Hennenhoefer: ‘I don’t know’ is the answer, which is the beauty of having a 150-person research group. We have a disruptive technology roadmap that is maintained by one of our groups, and their whole job is to continuously review disruptive technology and set flags about when to look at it next, and if certain things change we need to pay attention. With quantum, apparently they have a marketing person somewhere. It’s more like quantum adequacy. It’ll be cool when it happens. Actually be quite cold when it happens, but we’ll have to see. As for photonics, my assumption is it would come up in telecom or HPC specialized markets. It’s not going to be an IP block we’re going to license anytime soon, but it very well could influence whether an AMBA bus is too slow. It’s the same thing with technologies like 3D, chiplets and stacking. We ask, ‘Does this break anything? Can people build stuff within our standards? What do we need to do?’

SE: When it comes to privacy, which is a growing concern, what does the industry need to do? What can Arm do?

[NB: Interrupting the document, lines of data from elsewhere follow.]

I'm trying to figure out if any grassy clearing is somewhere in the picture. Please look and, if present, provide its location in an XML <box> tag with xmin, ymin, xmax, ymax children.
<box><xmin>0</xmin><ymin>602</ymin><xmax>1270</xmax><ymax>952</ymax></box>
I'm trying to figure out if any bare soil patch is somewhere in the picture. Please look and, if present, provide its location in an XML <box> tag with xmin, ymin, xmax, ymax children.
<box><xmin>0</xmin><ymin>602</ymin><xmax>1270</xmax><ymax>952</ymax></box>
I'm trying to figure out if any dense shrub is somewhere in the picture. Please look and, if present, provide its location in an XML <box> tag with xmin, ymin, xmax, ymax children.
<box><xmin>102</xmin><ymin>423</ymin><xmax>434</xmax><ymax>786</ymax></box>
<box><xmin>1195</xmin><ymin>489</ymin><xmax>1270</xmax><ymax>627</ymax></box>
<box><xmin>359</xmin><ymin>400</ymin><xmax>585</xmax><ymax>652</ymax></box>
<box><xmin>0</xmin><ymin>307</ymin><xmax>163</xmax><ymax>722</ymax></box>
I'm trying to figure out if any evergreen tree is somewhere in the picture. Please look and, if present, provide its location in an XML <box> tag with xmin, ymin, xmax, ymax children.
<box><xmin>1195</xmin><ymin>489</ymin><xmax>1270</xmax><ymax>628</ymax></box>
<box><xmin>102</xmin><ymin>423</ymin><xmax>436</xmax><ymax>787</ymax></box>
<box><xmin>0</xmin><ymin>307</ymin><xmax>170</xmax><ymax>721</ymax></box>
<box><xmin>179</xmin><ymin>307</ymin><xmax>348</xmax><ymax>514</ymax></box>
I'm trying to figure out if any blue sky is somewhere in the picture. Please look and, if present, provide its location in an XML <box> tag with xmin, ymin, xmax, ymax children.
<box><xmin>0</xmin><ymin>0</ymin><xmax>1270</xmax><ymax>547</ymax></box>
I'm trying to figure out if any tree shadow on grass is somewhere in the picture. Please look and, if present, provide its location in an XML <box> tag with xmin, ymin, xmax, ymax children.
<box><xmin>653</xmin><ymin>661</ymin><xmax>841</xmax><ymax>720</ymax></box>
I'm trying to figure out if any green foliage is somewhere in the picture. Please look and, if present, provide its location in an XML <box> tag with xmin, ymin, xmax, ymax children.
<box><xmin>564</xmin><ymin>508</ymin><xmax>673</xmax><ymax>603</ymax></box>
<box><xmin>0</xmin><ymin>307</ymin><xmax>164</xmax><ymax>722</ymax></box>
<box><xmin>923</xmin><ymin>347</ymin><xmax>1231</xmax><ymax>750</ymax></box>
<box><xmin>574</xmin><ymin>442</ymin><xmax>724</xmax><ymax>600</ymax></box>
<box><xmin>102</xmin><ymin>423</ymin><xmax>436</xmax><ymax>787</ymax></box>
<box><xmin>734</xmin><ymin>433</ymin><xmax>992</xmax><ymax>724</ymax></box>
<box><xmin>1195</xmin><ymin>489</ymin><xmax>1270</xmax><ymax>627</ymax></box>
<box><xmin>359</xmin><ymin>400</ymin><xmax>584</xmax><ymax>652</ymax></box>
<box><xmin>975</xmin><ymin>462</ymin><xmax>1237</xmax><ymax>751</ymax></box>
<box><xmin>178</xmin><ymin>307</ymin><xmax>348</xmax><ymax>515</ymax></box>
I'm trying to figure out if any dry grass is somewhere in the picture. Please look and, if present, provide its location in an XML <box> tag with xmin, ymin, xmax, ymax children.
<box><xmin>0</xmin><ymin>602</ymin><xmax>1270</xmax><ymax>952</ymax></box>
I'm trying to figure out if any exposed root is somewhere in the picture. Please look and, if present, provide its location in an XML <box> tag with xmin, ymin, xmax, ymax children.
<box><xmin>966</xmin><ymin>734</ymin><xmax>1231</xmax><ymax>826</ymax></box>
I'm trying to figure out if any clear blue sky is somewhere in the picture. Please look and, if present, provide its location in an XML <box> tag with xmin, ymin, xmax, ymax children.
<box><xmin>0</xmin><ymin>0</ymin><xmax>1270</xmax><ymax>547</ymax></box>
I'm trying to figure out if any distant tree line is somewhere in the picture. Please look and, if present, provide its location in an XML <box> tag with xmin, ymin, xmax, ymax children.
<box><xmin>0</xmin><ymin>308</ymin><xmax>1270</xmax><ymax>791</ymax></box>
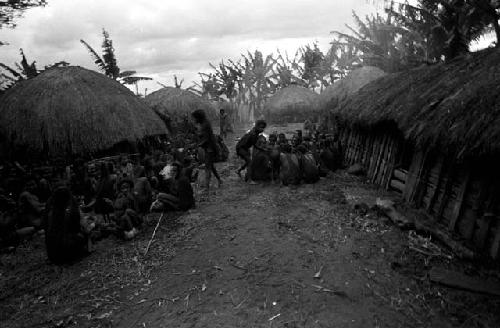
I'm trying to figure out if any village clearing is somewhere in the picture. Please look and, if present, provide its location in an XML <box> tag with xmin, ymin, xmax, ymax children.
<box><xmin>0</xmin><ymin>128</ymin><xmax>500</xmax><ymax>327</ymax></box>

Hennenhoefer: It is likely the government will regulate and mandate certain levels of security, which will then give us economies of scale to be able to do it. We look at new technologies and a lot of times we see potential. We look into our core market being mobile and the answer may be, ‘Not yet.’ It goes back on the shelf, like 64-bit. When we look at ways to do more security — there’s a DARPA project that we’re involved in, and I applaud DARPA for picking hard problems. Their plan is to solve all of them. Still, there is a cost to adding more hardware in to defeat a lot of these attacks. I suspect eventually governments will say this needs to be a ‘security level three’ and we’ll just stop talking about it. It’d be like, ‘Yes, it’s in there.’ But right now we have a case where every PC is insecure. You walk in through the USB bus. Let’s not pretend it’s not. Companies like Google are doing a lot of work to make things more secure, but we’ll need to go through some rounds of security and there’s a cost. As processor people, we’re trying to save energy, and the ironic thing is the optimizations that we’re putting in for power and for performance are being used against us. There are ways to fix all that, which is good, but it’s the problem we didn’t know we had. We’re going to be in an extended period where we need to raise the awareness around security. The technology companies need to come up with additional building blocks and help get them adopted. There’s a role for government to play. They could accelerate that in niches and demonstrations, which is exactly what DARPA is doing.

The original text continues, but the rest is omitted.